Apache Spark- Two RDD Transformation
March 29, 2017
Two RDD transformation is to create a new dataset by using two datasets. There are only a few functions to support this transformation. So let’s take a look.
Related Topics
Union Function
We will first create a standalone program.
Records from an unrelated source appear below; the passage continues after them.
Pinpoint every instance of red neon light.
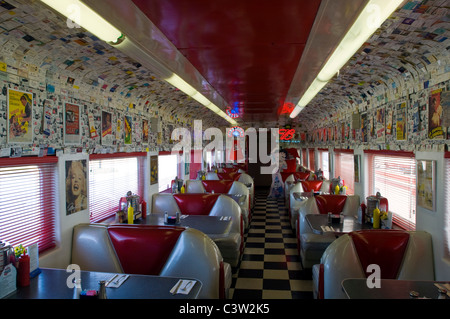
[279,128,295,141]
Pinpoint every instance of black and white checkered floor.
[230,191,313,299]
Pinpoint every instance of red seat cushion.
[173,193,220,215]
[349,229,409,279]
[284,158,297,172]
[108,225,184,275]
[314,195,347,214]
[300,181,323,192]
[202,180,234,194]
[217,172,241,181]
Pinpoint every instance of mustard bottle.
[334,185,339,195]
[373,208,380,229]
[128,202,134,224]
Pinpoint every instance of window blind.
[89,156,146,222]
[368,153,416,230]
[308,149,315,171]
[334,150,355,194]
[302,148,308,168]
[0,157,58,252]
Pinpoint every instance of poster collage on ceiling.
[306,81,450,151]
[0,81,185,157]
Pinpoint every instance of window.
[334,150,355,194]
[366,152,416,230]
[0,156,58,252]
[318,149,330,179]
[158,152,178,192]
[89,153,146,222]
[444,152,450,259]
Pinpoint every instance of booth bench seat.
[151,193,244,267]
[186,179,251,229]
[297,195,360,268]
[71,224,231,299]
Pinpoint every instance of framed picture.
[6,89,33,144]
[416,160,436,211]
[64,103,81,144]
[150,155,158,185]
[66,159,88,215]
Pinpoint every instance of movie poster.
[428,89,444,139]
[64,103,81,144]
[7,89,33,144]
[102,111,114,145]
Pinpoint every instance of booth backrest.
[300,181,323,192]
[108,225,184,275]
[71,224,225,299]
[314,195,347,214]
[173,194,220,215]
[349,230,409,279]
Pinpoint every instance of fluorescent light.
[164,73,237,125]
[41,0,123,43]
[290,0,404,118]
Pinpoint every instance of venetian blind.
[334,150,355,194]
[89,153,146,222]
[0,157,58,252]
[367,152,416,230]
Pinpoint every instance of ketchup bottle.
[17,254,30,287]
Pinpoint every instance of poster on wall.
[142,119,149,144]
[428,89,444,139]
[416,160,436,211]
[102,111,114,145]
[150,155,158,185]
[123,115,133,145]
[66,160,88,215]
[7,89,33,144]
[395,101,407,141]
[64,103,81,144]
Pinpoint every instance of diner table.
[6,268,202,299]
[305,214,372,236]
[342,278,450,300]
[135,214,232,240]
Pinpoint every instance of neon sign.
[228,126,245,137]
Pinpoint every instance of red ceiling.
[133,0,320,120]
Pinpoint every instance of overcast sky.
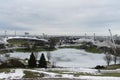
[0,0,120,35]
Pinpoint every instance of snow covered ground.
[0,68,120,80]
[0,49,120,80]
[10,49,106,67]
[0,69,24,80]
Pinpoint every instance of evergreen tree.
[38,53,47,68]
[28,52,36,68]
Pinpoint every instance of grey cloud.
[0,0,120,34]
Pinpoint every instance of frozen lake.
[10,49,106,67]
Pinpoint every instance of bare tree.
[47,52,51,61]
[104,52,112,66]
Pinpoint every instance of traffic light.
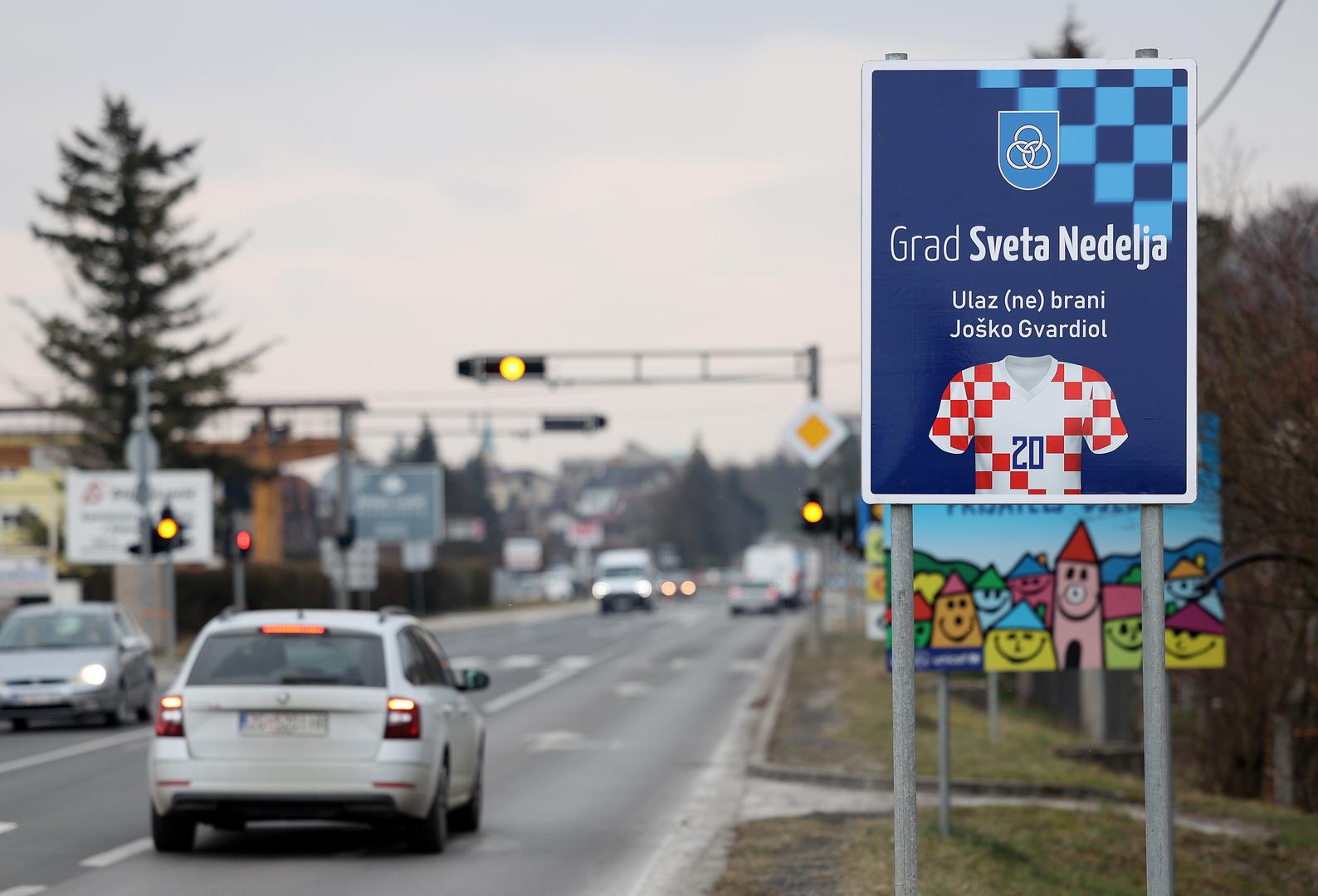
[128,506,186,555]
[802,489,829,535]
[457,354,544,382]
[540,414,609,432]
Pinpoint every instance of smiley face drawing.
[1103,585,1144,670]
[930,572,984,647]
[970,565,1013,631]
[984,601,1057,672]
[1165,603,1227,670]
[1007,553,1053,629]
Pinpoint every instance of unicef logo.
[1007,124,1053,171]
[998,112,1061,190]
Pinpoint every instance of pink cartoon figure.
[1053,523,1103,670]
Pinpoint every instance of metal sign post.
[939,672,952,837]
[892,504,920,896]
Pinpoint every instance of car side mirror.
[459,670,491,690]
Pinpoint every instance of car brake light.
[385,697,421,738]
[261,625,325,635]
[155,694,183,738]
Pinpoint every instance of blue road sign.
[862,59,1195,504]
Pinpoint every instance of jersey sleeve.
[1083,369,1125,455]
[930,370,975,455]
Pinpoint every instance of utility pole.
[334,406,352,610]
[133,368,155,614]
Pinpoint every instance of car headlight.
[78,663,105,686]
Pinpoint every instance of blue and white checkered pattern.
[979,69,1189,238]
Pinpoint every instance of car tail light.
[261,623,325,635]
[155,694,183,738]
[385,697,421,738]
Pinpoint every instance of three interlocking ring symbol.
[1007,124,1053,171]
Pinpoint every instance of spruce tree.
[21,95,265,466]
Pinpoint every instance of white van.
[742,542,805,607]
[590,548,659,613]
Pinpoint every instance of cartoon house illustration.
[984,601,1057,672]
[1007,553,1053,629]
[1166,603,1227,670]
[930,572,984,648]
[1163,553,1224,622]
[1103,584,1144,670]
[1049,523,1103,670]
[885,596,933,650]
[970,565,1013,631]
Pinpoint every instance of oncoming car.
[149,610,489,853]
More info can be found here to create a standalone program.
Purpose: Produce an RDD containing elements from both RDDs.
import org.apache.spark.SparkContext
import org.apache.spark.SparkConf
import org.apache.spark.rdd.RDD
object Spark {
def main(args: Array[String]) {
val conf = new SparkConf().setAppName("Simple Application").setMaster("local[2]").set("spark.executor.memory", "1g");
val sc = new SparkContext(conf)
val firstRdd: RDD[Int] = sc.parallelize(List(1, 2, 3))
val secondRdd: RDD[Int] = sc.parallelize(List(3, 4, 5))
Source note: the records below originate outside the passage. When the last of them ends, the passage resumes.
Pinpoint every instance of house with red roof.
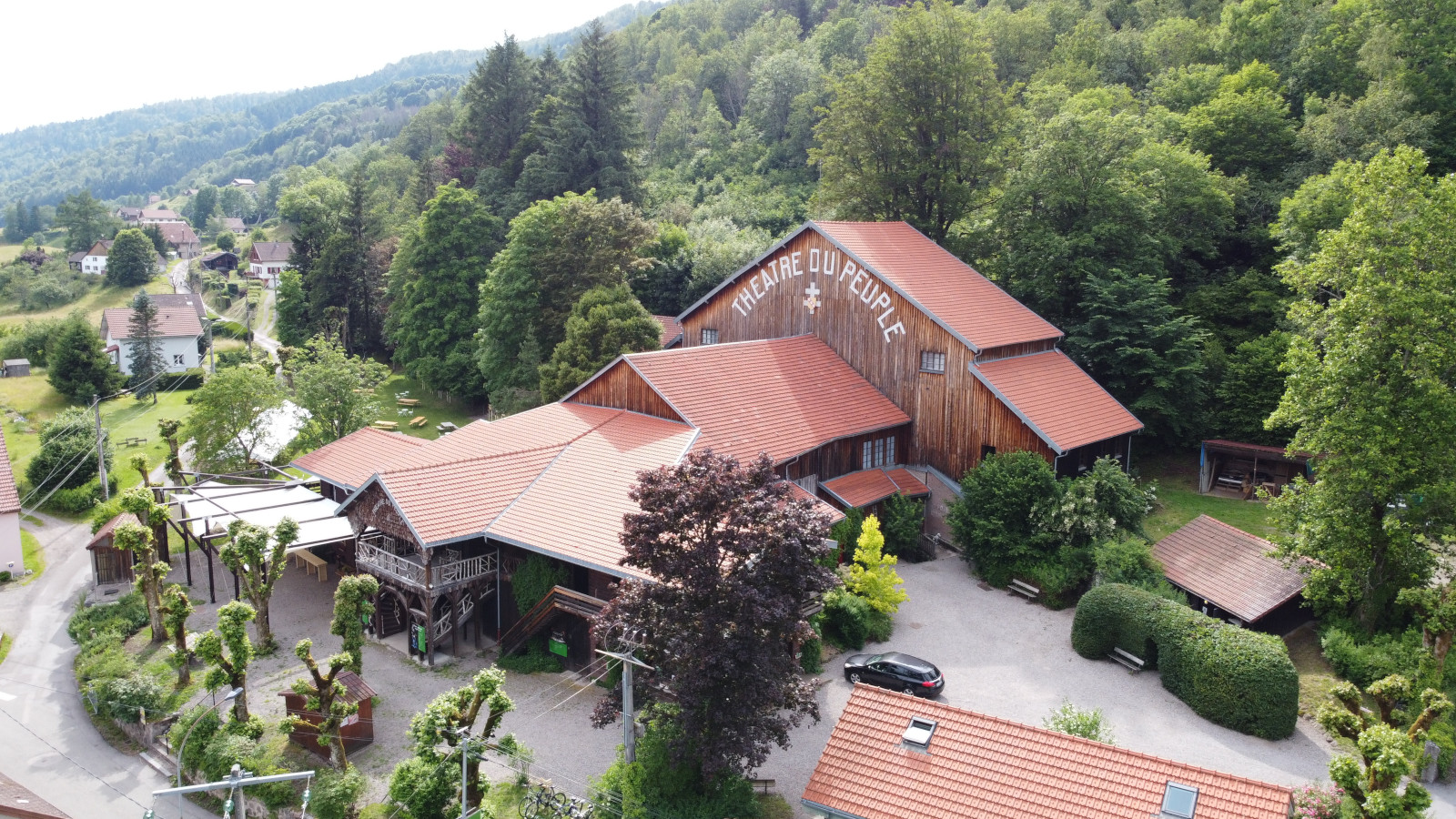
[280,223,1124,664]
[100,300,204,376]
[801,685,1294,819]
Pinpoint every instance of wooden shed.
[86,511,141,586]
[278,671,379,759]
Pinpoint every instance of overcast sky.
[0,0,637,134]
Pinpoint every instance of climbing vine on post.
[329,574,379,673]
[279,638,359,770]
[217,518,298,652]
[197,601,257,723]
[112,487,172,642]
[162,583,192,688]
[1320,674,1451,819]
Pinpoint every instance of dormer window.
[1162,783,1198,819]
[920,349,945,375]
[901,717,935,751]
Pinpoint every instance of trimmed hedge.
[1072,583,1299,739]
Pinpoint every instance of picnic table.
[293,550,329,583]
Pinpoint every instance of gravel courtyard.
[159,539,1456,819]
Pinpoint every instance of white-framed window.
[859,436,895,470]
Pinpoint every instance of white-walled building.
[0,431,25,577]
[248,242,293,288]
[100,303,202,376]
[82,239,115,276]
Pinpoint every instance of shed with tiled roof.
[1153,514,1315,623]
[803,685,1294,819]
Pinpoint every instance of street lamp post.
[177,688,243,819]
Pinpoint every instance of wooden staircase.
[498,586,607,656]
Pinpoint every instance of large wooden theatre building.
[294,221,1141,666]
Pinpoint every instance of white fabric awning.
[172,480,354,551]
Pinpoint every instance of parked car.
[844,652,945,696]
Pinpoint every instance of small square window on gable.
[1162,783,1198,819]
[920,349,945,375]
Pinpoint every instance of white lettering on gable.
[733,240,905,344]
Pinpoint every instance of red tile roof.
[820,470,930,509]
[811,221,1061,349]
[0,431,20,514]
[804,685,1293,819]
[1153,514,1313,622]
[293,427,428,488]
[973,349,1143,451]
[652,317,682,349]
[86,511,141,550]
[617,335,910,463]
[100,305,202,341]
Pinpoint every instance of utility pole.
[597,649,652,763]
[92,392,111,502]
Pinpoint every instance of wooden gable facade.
[680,223,1060,478]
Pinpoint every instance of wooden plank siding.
[571,360,687,422]
[682,228,1056,478]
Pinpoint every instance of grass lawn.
[20,529,46,586]
[372,371,479,439]
[1133,449,1274,541]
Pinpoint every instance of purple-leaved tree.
[592,451,839,781]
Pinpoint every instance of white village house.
[100,303,202,376]
[248,242,293,288]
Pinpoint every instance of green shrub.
[90,669,167,723]
[799,637,824,673]
[1072,583,1299,739]
[495,638,566,673]
[511,554,570,616]
[66,592,148,644]
[308,766,369,819]
[1320,623,1424,688]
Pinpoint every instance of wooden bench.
[1108,645,1146,672]
[1006,580,1041,601]
[293,550,329,583]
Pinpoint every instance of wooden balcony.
[354,535,498,592]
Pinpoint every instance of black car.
[844,652,945,696]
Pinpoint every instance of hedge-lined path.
[0,514,213,819]
[759,551,1456,819]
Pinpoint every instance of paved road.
[0,514,213,819]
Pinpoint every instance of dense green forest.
[268,0,1456,444]
[0,0,662,204]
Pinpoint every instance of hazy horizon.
[0,0,626,134]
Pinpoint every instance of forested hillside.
[268,0,1456,444]
[0,0,662,206]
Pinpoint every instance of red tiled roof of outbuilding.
[973,349,1143,451]
[1153,514,1313,622]
[804,685,1293,819]
[617,335,910,463]
[811,221,1061,349]
[293,427,430,488]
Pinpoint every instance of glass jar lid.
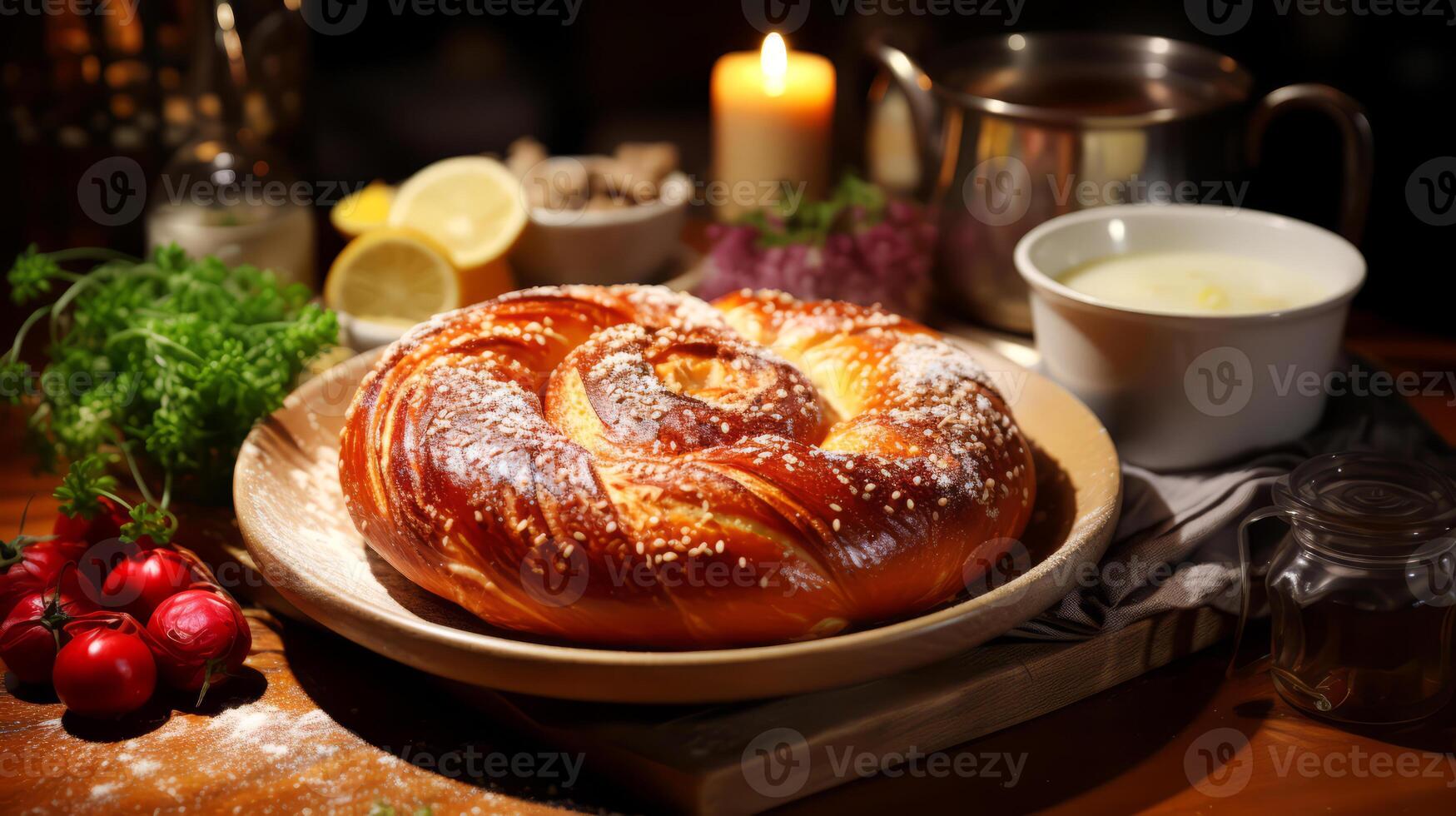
[1274,453,1456,558]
val result: Array[Int] = firstRdd.union(secondRdd).collect()
print("the result is : " + result.mkString(","))
sc.stop()
}
}
the result is : 1,2,3,3,4,5
Intersection Function
This time, the fragment of code will be shown from now on.
Purpose: RDD containing only elements found in both RDDs.
val firstRdd: RDD[Int] = sc.parallelize(List(1, 2, 3))
val secondRdd: RDD[Int] = sc.parallelize(List(3, 4, 5))
val result: Array[Int] = firstRdd.intersection(secondRdd).collect()
print("the result is : " + result.mkString(","))
the result is : 3
Subtract Function
Purpose: Remove the contents of one RDD (e.g.,remove training data).
Here, firstRdd has 1,2,3
and secondRdd has 3,4,5
. When subtract
function is called, the elements which are included on both Rdds are removed from firstRdd. Since 3
is included on both Rdds, 3
is removed from firstRdd. Therefore, only 1,2
are left on firstRdd.
val firstRdd: RDD[Int] = sc.parallelize(List(1, 2, 3))
val secondRdd: RDD[Int] = sc.parallelize(List(3, 4, 5))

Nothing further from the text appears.